"Estate planning" in Farmingdale refers to the decisions a person makes concerning what is to be done with their assets after their death, and the procedure of implementing those wishes.
The problems that estate planning raises are sometimes very complicated. Without competent legal and financial advice, many problems can pop up, which can quickly throw your entire plan into disarray, and cost your survivors a great deal of time, energy, and money.
Estate planning can have various positive effects on the planner during life, as well. These benefits are normally somewhat intangible, revolving around the peace of mind that comes with knowing that, after your death, you family will be taken care of and that they'll know what your last wishes are. Nonetheless, most people find this very valuable. To that end, you should come up with a power-of-attorney agreement. When you grant someone power of attorney, you have given them the power to make particular decisions on your behalf. You can grant them as much or as little authority as you want. Most individuals, however, give family members or life partners power of attorney with respect to medical care, so if they become incapacitated, their wishes will still be carried out.
A qualified estate planner in Farmingdale can make the procedure of planning your estate go much more smoothly, and maximize the chances of your wishes really being carried out with legal force.
Common Features of Farmingdale Estates
Will: Wills are a very important part of almost all estate plans. In simplest terms, it answers the question "who gets what after I die?" Typically, you can leave your property to anyone you wish. If you die without a will, your property will usually be given to your closest living relative (usually a spouse or child).
Living Will: This is a document which lays out instructions for your medical care, should you become so sick or badly harmed that you are unable to express your wishes. It should state under what situations you want to remain on life support. A well-drafted living will can prevent you from being kept alive in a permanent vegetative state (if that is not what you want), while guaranteeing that you receive medical care as long as you have a chance at recovery.
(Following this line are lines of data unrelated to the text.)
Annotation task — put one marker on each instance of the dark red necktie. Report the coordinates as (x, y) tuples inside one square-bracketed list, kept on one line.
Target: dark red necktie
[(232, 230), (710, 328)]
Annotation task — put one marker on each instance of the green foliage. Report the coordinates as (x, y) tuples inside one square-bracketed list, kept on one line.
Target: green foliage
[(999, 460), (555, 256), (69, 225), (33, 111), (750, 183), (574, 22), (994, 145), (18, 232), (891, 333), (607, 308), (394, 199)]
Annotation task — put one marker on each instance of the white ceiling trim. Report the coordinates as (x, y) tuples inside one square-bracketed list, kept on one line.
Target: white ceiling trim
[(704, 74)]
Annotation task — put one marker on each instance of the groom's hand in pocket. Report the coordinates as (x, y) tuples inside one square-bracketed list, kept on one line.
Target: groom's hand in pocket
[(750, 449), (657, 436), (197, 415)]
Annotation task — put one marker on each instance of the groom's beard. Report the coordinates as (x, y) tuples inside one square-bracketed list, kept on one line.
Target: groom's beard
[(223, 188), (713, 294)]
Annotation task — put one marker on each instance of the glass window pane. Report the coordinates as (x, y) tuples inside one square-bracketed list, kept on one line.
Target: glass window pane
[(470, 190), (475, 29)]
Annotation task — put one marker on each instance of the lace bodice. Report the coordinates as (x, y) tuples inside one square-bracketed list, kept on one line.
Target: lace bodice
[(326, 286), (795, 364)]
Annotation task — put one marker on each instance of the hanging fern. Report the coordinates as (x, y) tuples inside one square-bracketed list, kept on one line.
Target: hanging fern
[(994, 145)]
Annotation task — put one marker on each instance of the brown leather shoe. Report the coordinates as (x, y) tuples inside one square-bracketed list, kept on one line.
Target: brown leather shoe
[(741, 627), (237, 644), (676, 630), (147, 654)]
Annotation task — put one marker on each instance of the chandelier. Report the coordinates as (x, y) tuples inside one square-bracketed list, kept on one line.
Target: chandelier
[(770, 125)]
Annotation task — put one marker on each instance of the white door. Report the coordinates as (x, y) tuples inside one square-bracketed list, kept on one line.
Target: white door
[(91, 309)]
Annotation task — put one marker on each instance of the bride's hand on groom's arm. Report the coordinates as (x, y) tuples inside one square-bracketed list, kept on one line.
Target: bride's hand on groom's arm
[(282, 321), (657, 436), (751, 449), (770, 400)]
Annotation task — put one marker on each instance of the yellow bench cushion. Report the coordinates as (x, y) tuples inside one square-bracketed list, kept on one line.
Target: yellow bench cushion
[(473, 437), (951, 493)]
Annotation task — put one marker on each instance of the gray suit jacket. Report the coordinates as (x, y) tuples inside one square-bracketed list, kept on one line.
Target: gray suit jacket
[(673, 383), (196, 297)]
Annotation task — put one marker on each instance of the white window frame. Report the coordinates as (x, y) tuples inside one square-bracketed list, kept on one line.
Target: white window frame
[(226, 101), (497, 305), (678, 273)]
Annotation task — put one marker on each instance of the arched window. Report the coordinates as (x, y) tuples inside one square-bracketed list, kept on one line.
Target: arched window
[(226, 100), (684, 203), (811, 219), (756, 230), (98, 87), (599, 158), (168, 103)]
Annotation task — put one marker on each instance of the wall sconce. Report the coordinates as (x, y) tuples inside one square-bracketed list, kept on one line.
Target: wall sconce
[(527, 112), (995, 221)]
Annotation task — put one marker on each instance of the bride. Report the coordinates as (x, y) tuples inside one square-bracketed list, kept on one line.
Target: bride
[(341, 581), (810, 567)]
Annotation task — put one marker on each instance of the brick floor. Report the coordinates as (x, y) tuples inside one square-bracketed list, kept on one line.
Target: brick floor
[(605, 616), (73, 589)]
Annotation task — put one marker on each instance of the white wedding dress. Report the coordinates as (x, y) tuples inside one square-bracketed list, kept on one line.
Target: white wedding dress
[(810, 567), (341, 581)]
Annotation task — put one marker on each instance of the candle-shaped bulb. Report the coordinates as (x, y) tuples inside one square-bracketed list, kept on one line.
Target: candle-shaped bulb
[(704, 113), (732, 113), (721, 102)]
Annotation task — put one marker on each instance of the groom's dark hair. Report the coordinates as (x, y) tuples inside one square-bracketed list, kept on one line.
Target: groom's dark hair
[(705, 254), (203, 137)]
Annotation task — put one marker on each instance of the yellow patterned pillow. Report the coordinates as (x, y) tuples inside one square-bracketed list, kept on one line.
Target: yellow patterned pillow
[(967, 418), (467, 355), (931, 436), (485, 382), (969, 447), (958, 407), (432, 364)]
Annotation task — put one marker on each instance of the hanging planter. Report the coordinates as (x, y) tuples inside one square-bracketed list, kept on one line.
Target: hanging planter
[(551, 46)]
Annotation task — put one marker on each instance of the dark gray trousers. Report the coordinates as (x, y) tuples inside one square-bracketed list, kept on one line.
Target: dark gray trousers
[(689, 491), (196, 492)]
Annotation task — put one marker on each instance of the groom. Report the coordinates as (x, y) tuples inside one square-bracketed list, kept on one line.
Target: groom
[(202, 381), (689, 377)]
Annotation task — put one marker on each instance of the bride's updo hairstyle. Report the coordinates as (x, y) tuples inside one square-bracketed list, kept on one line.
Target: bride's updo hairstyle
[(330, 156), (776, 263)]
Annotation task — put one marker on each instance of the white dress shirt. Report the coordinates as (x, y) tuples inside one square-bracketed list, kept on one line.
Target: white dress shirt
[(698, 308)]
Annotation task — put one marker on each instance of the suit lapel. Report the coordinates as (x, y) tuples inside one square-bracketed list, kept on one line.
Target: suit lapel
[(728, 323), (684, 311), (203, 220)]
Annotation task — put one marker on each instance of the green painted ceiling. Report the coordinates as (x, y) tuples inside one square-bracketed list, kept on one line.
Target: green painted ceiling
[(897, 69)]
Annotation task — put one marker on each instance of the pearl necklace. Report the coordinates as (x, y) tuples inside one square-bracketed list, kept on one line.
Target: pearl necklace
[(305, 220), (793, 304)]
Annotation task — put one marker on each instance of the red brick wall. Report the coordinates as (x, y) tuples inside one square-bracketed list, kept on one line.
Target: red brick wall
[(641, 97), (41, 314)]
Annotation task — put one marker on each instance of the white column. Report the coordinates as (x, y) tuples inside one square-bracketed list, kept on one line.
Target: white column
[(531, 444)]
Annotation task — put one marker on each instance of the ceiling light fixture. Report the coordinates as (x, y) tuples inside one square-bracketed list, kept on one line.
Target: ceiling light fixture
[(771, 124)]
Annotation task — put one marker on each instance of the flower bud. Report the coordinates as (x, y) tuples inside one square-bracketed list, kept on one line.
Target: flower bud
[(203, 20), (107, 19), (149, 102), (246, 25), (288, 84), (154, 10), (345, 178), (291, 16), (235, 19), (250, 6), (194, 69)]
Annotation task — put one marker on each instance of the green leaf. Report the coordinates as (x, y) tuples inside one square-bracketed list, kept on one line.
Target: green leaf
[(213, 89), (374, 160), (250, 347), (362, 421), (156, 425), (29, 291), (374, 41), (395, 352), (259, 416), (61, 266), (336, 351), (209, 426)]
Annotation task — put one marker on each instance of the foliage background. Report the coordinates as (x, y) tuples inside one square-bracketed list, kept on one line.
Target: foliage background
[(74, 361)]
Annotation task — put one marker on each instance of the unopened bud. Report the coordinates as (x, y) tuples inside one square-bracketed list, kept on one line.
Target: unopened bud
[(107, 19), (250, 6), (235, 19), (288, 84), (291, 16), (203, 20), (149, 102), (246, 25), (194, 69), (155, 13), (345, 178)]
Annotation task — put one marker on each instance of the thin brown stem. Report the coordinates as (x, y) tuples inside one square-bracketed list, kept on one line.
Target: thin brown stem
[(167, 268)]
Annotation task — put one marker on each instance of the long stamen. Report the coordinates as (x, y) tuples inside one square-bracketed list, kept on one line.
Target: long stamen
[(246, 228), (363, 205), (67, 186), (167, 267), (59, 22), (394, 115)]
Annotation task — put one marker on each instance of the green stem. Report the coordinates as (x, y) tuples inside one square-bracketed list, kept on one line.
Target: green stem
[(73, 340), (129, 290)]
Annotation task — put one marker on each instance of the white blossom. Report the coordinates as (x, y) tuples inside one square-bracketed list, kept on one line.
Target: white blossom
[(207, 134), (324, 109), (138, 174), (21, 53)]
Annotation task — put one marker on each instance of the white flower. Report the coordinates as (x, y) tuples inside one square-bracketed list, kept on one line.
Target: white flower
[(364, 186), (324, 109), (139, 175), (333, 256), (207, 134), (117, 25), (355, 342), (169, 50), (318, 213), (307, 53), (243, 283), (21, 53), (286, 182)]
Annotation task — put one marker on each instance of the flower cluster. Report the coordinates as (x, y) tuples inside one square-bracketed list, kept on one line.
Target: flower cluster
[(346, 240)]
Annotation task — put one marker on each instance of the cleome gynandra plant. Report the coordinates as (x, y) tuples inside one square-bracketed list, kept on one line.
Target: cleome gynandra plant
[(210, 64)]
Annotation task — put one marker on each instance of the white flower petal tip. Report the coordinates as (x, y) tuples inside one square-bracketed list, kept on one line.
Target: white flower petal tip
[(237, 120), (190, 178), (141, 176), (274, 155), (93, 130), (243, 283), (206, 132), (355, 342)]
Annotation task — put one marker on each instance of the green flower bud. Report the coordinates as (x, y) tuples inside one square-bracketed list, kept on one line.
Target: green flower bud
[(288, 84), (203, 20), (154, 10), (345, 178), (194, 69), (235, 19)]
Power of Attorney: Power of attorney, while important, is not to be used lightly. This is because it involves granting someone else the power to make legally-binding decisions on your behalf. Normally, your spouse will automatically have power of attorney if you become incapacitated. If you are not married, however, you need to make a document explicitly granting that authority to someone you trust (a life partner or close family member, for instance).
Funeral Arrangements: Some people, for religious and other reasons, have very particular wishes regarding the disposal of their remains after they die. Some want to be buried. Others, cremated. No matter what your preferences on this matter are, it's important that you inform your family of them far in advance. These instructions should be included in a document that is likely to be read before your death (such as a living will), or very shortly thereafter. This excludes a will, because it's commonly weeks after a person dies until their will is read.
Do I Need a Farmingdale Estates Lawyer?
A flawed estate plan in Farmingdale can result in those affected by it being confused as to your intent, which can then lead to disputes between them. A seasoned attorney can commonly avoid this confusion by ensuring that there is as little ambiguity as possible in your will and other related documents.